Nell’Italia settentrionale e centrale lo sviluppo delle istituzioni cittadine era stato particolarmente precoce.

Tra la fine dell’XI secolo e i primi decenni del XII, molte città raggiunsero l’autonomia giurisdizionale attraverso la nomina di consoli responsabili dell’ordine interno, della difesa, della giustizia entro le mura cittadine e, presto, anche nel contado circostante.

Ogni città giunse attraverso vicende diverse alla istituzione del comune.

A Genova dopo un periodo di contrasti tra la cittadinanza e il vescovo si giunse nel 1099 a stipulare un’associazione volontaria giurata di tutti gli abitanti (Compagna communis), con l’elezione di consoli e la rinuncia da parte del vescovo all’esercizio della giurisdizione temporale.
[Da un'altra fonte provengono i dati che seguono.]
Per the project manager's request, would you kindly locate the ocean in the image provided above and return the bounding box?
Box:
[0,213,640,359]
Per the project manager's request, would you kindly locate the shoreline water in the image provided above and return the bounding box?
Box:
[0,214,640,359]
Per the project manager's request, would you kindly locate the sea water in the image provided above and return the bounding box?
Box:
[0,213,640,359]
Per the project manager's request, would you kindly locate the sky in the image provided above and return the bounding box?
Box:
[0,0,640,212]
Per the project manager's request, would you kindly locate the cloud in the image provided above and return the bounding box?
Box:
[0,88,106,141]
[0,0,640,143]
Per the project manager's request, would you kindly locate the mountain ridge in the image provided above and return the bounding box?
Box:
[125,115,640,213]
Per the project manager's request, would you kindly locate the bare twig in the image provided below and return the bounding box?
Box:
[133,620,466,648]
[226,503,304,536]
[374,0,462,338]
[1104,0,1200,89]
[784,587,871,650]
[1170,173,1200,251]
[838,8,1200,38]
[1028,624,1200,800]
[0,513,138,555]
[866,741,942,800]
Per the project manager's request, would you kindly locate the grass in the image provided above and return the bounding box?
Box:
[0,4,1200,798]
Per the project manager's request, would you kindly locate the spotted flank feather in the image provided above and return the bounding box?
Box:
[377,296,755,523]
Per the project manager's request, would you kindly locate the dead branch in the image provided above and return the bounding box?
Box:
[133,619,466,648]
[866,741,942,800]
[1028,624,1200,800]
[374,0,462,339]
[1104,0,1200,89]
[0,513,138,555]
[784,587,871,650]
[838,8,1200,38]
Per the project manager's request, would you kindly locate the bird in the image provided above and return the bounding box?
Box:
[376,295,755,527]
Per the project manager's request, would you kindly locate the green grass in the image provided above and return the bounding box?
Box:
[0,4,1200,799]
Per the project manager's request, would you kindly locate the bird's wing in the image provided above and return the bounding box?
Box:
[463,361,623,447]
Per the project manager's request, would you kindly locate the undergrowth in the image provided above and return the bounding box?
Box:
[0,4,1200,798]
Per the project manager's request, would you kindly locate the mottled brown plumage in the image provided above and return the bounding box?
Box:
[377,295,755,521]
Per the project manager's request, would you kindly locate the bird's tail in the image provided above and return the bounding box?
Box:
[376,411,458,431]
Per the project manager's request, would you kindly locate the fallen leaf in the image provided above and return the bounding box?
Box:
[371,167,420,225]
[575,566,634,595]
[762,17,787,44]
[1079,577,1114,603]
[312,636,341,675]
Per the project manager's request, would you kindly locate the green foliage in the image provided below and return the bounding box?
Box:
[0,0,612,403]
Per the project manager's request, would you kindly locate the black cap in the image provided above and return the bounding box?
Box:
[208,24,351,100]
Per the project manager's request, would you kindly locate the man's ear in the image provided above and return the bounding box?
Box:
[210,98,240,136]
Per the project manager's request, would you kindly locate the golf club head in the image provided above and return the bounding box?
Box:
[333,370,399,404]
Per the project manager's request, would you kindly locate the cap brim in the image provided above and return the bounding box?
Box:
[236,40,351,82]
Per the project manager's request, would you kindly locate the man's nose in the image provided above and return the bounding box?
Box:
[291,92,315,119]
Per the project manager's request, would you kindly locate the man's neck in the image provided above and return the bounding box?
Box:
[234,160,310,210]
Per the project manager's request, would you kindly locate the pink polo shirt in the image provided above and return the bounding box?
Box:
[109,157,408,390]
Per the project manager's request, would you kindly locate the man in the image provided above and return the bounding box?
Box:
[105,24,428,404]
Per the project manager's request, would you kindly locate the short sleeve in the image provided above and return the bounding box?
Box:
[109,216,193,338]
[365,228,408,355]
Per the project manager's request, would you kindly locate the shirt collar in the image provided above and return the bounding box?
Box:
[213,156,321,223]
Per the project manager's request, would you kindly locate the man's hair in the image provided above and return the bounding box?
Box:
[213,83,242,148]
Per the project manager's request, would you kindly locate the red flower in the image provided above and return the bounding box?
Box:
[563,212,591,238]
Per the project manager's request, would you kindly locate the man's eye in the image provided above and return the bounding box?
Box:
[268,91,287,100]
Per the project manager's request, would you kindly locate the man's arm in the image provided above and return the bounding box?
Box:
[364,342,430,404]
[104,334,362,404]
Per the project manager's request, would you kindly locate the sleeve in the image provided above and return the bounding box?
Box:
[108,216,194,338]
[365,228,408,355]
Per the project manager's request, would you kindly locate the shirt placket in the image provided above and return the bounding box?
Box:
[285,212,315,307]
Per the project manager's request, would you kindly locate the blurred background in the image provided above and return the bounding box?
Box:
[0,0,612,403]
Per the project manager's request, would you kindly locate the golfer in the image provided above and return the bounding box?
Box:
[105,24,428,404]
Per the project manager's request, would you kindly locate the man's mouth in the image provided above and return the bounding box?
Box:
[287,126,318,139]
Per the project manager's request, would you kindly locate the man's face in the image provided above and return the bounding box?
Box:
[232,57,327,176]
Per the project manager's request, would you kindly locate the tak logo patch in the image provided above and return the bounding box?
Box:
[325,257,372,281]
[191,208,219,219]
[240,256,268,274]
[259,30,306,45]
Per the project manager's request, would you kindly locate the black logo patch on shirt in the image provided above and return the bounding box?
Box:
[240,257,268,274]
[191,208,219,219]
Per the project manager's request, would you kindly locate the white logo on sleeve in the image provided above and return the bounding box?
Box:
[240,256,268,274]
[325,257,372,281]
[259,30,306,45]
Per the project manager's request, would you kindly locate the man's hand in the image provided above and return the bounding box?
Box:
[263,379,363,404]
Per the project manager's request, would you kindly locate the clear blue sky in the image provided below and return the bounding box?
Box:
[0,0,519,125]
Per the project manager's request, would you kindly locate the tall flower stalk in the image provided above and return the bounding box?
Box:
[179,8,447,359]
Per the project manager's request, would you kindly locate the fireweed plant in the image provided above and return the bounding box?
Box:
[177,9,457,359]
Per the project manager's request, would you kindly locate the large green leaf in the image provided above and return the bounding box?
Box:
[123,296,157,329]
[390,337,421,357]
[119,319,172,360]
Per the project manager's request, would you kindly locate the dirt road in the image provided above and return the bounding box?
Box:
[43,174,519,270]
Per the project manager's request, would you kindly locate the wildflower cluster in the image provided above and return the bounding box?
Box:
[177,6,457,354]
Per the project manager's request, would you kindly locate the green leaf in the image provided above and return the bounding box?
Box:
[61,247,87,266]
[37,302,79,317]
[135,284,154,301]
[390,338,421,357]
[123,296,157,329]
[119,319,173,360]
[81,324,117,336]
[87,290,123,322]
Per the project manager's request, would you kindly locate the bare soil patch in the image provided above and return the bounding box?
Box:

A Milano il comune dei consoli cominciò a funzionare regolarmente dal 1130, ma era nato circa trent’anni prima.

A Venezia i poteri del dux altomedievale furono progressivamente limitati e precisati nel corso del XII secolo ponendogli accanto alcuni giudici, istituendo un Consiglio dei Savi e poi numerose altre magistrature, stabilendo procedure di nomina e ripartizioni di competenza sempre più perfezionate.

A Pisa nel 1094 un gruppo di imprenditori marittimi, attivi nel commercio con l’Oriente mediterraneo, promossero l’avvento del consolato d’intesa con l’arcivescovo, trasferendo alla nuova istituzione i poteri già esercitati dal visconte.

A Firenze il comune nacque intorno agli anni 1125-38 con l’istituzione dei consoli e, più tardi, di un consiglio di boni homines e di una magistratura di provisores che esaminava i reclami dei cittadini, mentre l’assemblea generale si riuniva quattro volte all’anno.

Dall’Italia il consolato si trasmise, sin dalla prima metà del XII secolo, alle città della Provenza e della Linguadoca che erano in più diretti rapporti commerciali con l’Italia.

il modello italiano del consolato venne via via adottato da un numero crescente di città della Germania e delle Fiandre, fino ad imporsi come prevalente in Europa.

Il conseguimento dell’autonomia da parte delle città non fu, né poteva essere, indolore: la resistenza dei poteri legittimi si fece sentire.

Nelle città vescovili si instaurò in molti casi, una sorta di diarchia tra il vescovo e il comune, con delimitazione delle rispettive competenze.

Molte città rimasero soggette a un signore o a un sovrano, ottenendo peraltro il riconoscimento di privilegi di varia natura.

Altre città invece raggiunsero un tale livello di indipendenza e di autonomia da non potersi qualificare se con come Stati-città, perché ormai in possesso dei tipici attributi della sovranità. Ciò si verificò anzitutto nei grandi comuni della Lombardia, della Toscana, del Veneto.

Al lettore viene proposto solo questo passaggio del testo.